RNNs of RNNs: Recursive Construction of Stable Assemblies of Recurrent Neural Networks
This provides a principled approach for understanding distributed, modular brain function, addressing a gap in neuroscience modeling.
The paper tackles the problem of extending recurrent neural network (RNN) theory to multiple interacting brain areas by developing conditions for stable combinations of stable RNNs with massive feedback connections, and shows these stability-constrained networks perform well on challenging sequential-processing benchmarks.

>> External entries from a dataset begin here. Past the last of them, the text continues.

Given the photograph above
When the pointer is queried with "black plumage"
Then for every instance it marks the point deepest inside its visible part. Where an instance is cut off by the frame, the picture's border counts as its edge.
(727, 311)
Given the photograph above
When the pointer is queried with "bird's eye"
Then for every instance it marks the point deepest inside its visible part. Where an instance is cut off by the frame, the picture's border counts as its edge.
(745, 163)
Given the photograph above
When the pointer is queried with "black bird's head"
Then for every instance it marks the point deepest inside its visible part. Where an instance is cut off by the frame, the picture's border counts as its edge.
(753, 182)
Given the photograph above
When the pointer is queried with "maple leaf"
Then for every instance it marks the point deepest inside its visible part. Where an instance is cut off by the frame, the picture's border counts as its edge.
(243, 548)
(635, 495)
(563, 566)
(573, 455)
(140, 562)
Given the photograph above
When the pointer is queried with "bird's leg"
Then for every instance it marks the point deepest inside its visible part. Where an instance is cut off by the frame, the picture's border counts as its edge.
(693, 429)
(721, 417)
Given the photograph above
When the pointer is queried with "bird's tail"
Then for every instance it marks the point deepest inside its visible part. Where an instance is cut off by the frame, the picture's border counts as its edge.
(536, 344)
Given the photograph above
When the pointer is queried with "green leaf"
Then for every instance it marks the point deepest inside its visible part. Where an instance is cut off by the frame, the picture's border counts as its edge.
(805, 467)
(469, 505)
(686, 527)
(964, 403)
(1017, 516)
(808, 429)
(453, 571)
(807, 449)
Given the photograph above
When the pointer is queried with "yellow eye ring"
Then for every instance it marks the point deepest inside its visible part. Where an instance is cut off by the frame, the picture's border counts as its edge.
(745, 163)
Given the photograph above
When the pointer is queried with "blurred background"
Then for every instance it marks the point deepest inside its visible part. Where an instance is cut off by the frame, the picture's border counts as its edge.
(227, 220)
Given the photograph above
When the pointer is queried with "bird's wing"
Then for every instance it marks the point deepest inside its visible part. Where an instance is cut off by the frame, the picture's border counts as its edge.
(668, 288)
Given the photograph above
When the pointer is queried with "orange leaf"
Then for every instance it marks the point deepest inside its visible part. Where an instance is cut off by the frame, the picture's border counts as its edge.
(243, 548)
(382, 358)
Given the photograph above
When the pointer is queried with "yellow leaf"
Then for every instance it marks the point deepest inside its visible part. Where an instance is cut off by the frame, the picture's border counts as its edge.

Recurrent neural networks (RNNs) are widely used throughout neuroscience as models of local neural activity. Many properties of single RNNs are well characterized theoretically, but experimental neuroscience has moved in the direction of studying multiple interacting areas, and RNN theory needs to be likewise extended. We take a constructive approach towards this problem, leveraging tools from nonlinear control theory and machine learning to characterize when combinations of stable RNNs will themselves be stable. Importantly, we derive conditions which allow for massive feedback connections between interacting RNNs. We parameterize these conditions for easy optimization using gradient-based techniques, and show that stability-constrained "networks of networks" can perform well on challenging sequential-processing benchmark tasks. Altogether, our results provide a principled approach towards understanding distributed, modular function in the brain.